A camera system uses at least one lens to focus one or more images of a scene to be captured by an imaging device. The imaging device includes a pixel array that comprises a plurality of photosensitive pixels arranged in a predetermined number of columns and rows. Each pixel in the array typically has an individual assigned address. A lens focuses light on the pixels of the pixel array, which then generate signals representing incident light. These signals are then processed to produce an output image.
It is sometimes desirable to alter an image captured by an imaging device. For example, a captured image may be distorted due to the lens used to capture the image. Straight lines in a scene may appear to be curved in the captured image due to the design of the lens used to focus the scene onto the pixel array. This distortion is commonly called “warping,” and may be particularly noticeable where certain types of wide angle lenses are used. FIG. 1A illustrates an input image 110. Input image 110 includes lines 116 and a rectangular object 118. Input image 110 has warping (e.g., lines 116, that in reality are straight, appear to be curved).
Warping in a captured image 110 can be corrected through non-linear image processing (known as “dewarping”). FIG. 1B illustrates a corrected (i.e., “dewarped”) image 112, in which the lines 116 from the scene which appeared curved in the captured image 110 (FIG. 1A) now appear straight.
It may also be desirable to alter the apparent viewpoint of the camera. For example, image processing (known as “perspective correction”) can be used to make it appear as though the camera is capturing the image from a position further away from the viewer and looking at the scene from a more downward angle, reducing the effect of perspective causing lines to appear as though they converge in the distance. For example, the side edges of the rectangular object 118 appear to converge away from the camera in the dewarped image 112 of FIG. 1B.

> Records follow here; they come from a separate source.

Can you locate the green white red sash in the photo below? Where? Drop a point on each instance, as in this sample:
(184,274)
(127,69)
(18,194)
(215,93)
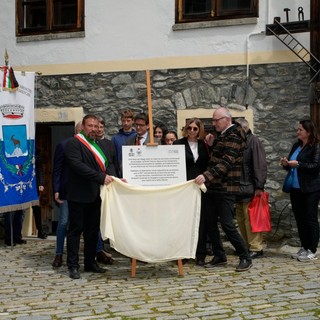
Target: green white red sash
(95,149)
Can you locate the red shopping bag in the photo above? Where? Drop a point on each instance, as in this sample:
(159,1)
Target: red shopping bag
(259,213)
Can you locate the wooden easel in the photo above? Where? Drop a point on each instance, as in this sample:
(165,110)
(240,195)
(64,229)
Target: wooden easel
(134,268)
(151,143)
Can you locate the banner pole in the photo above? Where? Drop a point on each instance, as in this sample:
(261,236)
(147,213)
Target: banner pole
(151,143)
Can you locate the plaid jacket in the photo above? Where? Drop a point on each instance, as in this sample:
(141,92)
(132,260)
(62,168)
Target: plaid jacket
(224,167)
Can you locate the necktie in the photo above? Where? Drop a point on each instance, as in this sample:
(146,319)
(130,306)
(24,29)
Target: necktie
(138,141)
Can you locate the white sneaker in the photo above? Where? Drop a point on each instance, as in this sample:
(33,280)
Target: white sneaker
(308,257)
(302,251)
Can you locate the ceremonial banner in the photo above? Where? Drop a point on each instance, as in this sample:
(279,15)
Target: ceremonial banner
(18,188)
(151,224)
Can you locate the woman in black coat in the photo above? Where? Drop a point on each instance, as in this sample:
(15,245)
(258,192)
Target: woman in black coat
(197,157)
(304,159)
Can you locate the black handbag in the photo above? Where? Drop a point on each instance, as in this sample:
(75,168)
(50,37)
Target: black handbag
(288,181)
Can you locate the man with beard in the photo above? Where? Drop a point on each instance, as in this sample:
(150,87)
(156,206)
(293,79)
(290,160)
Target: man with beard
(87,165)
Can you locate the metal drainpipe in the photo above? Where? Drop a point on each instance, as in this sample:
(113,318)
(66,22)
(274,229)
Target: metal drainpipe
(248,64)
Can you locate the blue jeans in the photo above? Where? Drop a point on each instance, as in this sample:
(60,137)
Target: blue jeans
(62,227)
(17,219)
(220,209)
(305,209)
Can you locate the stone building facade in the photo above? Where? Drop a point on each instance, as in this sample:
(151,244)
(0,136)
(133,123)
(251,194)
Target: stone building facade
(277,94)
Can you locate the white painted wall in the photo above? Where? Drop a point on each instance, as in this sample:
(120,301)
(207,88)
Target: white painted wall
(126,30)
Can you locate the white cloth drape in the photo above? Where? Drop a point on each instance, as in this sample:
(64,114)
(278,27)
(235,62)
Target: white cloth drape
(151,224)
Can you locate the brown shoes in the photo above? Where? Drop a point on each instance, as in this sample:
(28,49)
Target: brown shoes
(57,262)
(104,257)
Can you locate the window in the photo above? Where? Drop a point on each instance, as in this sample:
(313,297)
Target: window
(206,10)
(49,16)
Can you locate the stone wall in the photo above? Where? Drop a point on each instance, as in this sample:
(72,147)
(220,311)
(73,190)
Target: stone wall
(277,93)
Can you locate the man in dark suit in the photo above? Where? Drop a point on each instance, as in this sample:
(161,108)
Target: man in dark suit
(141,122)
(87,165)
(109,150)
(60,177)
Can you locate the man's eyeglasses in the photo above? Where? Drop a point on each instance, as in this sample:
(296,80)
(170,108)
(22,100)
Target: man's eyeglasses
(216,120)
(140,125)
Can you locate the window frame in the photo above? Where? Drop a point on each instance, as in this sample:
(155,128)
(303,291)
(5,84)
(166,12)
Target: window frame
(216,14)
(49,28)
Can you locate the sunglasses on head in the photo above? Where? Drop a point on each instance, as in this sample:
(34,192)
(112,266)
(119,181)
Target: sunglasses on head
(193,128)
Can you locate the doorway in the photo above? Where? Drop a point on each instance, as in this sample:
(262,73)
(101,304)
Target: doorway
(48,135)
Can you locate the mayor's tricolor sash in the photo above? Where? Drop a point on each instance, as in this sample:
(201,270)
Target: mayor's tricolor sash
(95,149)
(18,187)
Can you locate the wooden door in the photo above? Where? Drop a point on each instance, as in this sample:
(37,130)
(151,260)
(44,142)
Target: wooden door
(43,143)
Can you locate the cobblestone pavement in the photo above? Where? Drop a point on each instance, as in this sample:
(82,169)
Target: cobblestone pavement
(276,287)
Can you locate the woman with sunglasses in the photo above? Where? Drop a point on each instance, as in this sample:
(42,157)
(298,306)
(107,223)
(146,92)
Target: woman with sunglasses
(197,157)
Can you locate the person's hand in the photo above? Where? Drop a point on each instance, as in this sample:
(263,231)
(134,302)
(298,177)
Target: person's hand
(200,179)
(57,199)
(108,179)
(284,162)
(293,163)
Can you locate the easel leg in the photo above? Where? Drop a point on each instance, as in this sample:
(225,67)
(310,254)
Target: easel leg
(133,267)
(180,268)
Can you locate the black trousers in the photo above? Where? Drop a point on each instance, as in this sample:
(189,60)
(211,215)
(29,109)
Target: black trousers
(305,210)
(219,208)
(84,218)
(36,210)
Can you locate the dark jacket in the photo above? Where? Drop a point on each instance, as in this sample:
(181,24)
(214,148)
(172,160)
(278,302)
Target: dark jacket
(85,174)
(195,168)
(131,141)
(253,169)
(60,170)
(309,167)
(109,150)
(224,168)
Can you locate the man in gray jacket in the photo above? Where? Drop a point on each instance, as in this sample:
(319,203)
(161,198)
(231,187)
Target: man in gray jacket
(253,179)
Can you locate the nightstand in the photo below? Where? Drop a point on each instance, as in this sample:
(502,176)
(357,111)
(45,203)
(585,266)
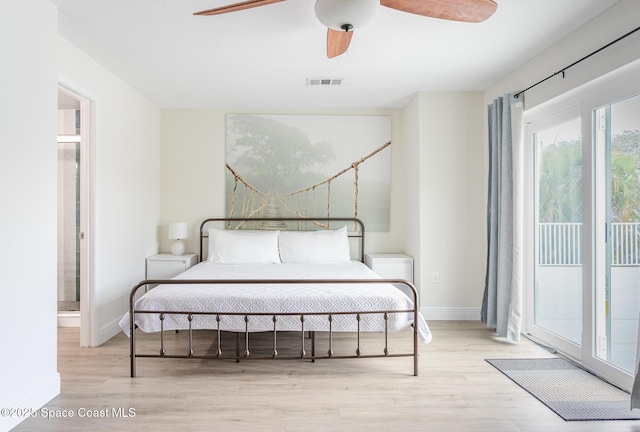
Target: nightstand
(166,266)
(392,266)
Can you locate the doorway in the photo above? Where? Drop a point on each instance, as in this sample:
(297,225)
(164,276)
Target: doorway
(75,209)
(69,168)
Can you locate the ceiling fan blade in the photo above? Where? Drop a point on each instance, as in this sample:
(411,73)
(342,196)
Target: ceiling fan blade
(236,7)
(455,10)
(337,42)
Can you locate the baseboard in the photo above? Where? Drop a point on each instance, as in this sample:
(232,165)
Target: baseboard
(68,319)
(450,314)
(108,331)
(34,399)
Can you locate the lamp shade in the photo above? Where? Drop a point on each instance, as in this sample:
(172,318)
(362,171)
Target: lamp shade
(178,231)
(346,14)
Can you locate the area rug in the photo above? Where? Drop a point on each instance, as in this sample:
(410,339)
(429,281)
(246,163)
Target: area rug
(568,390)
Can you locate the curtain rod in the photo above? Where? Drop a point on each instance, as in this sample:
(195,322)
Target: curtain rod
(561,71)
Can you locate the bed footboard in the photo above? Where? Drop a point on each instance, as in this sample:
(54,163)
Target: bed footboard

FIG. 1C illustrates a perspective-corrected and dewarped image 114. Perspective-corrected and dewarped image 114 can be generated by applying further image processing to dewarped image 112 (FIG. 1B). Based on the layout in the perspective-corrected image 114, the camera appears to have been in a different location from the one used to take the warped and dewarped images 110, 112, relative to the rectangular object 118. The side edges of the rectangular object 118 also no longer appear to converge, but rather are parallel.
Dewarping and perspective correction may require significant processing of the input image 110. Further, the processing may require large amounts of hardware to implement. Accordingly, there is a need and desire for a spatially and temporally efficient method for providing dewarping and/or perspective correction of an image.